Sky Sports presenter and former Newcastle University student tells of assault trauma

Charlie Webster

Charlie Webster

First published in News
Last updated

TELEVISION presenter and former Newcastle University student Charlie Webster has revealed that she was sexually assaulted when she was a teenager.

The 31-year-old, who presents on Sky Sports and Sky Sports News, told BBC Radio 5 Live's Phil Williams the assaults were carried out by her running coach when she was 15.

Ms Webster said she was waiving her right to anonymity to break the taboo about abuse as a whole.

She is about to embark on a 250-mile, seven-day run to raise money and awareness for Womens Aid, a charity which works to end domestic abuse against women and children.

"I got quite close to the running coach because you do," she told the programme.

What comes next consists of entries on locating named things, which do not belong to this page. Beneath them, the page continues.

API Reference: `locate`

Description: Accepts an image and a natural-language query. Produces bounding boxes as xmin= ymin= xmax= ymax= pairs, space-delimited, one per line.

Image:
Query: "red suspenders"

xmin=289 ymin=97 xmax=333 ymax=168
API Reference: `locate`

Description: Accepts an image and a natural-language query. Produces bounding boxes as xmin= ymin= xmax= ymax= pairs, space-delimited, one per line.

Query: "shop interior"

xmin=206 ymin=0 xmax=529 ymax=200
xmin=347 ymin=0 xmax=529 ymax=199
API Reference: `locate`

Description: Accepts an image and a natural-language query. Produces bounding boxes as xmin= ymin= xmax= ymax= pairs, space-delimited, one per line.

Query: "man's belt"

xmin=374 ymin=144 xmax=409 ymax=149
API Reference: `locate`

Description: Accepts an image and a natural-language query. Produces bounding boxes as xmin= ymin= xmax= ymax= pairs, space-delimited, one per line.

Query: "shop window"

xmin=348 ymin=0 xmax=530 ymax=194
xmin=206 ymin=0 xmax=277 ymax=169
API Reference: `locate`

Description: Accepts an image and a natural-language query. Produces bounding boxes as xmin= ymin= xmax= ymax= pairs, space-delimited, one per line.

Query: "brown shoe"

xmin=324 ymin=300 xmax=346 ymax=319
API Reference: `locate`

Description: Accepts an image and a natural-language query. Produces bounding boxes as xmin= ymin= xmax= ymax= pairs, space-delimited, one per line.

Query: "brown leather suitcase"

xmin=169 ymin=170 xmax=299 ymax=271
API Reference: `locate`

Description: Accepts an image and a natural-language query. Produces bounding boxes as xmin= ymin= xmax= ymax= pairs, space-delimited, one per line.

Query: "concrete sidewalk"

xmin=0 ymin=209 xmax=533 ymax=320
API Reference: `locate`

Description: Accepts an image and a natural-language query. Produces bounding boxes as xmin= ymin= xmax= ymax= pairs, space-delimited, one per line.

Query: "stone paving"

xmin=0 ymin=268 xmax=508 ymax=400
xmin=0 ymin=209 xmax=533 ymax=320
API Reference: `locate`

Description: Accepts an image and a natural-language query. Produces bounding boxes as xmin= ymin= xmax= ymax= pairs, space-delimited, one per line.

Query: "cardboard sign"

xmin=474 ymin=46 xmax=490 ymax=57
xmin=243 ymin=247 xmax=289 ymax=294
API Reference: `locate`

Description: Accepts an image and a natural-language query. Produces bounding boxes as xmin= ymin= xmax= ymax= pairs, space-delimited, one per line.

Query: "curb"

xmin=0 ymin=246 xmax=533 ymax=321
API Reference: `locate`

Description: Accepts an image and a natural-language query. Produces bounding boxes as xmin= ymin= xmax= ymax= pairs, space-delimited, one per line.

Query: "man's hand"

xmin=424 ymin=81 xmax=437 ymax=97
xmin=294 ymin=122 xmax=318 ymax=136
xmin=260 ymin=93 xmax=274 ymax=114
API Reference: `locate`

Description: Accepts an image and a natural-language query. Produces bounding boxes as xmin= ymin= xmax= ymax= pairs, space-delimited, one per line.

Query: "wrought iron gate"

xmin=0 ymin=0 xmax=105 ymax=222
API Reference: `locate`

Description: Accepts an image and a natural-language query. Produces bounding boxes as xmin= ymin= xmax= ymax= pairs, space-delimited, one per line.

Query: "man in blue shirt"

"You start to trust them when youre a young kid, and he started to take me for a few private sessions because he said I was good and I could do with some extra sessions because that would really help.

"He took me into a private situation where no one else was... and then he abused my trust, and he abused the fact that I was an innocent person who wanted his support and his compassion and his care as my running coach."

The man was later jailed for ten years and put on the sex offenders register for life.

Ms Webster said he had been a male role model to her, important for a young child, but that he broke the trust of his position by taking it too far.

She said: "You should never touch a young girl anyway, but he very, very manipulatively and very slowly sexually assaulted me.

"It doesn't matter how many times, (but) it happened, it happened a couple of times. You don't realise, well I didn't realise it was happening, because you trust that person and that trust is built up."

Ms Webster said she did not tell anyone because she did not know then it was something she could report.

"I didn't understand. I really lacked confidence. I didn't know what he was doing was wrong," she said, adding: "Not one time in my head did I think I'm being sexually assaulted, because if I did, I would have done something about it."

She said that it had been another, younger girl who began to record the abuse and took it to the police.

Ms Webster said that sexual abuse at the time "was one of these taboos, like domestic abuse is now, that wasn't spoken about".

She said: "That's why I'm here (on the radio) as well. It might help someone else bring it to light. I want to break the taboo about abuse as a whole."

Ms Webster starts her 250-mile run on January 26.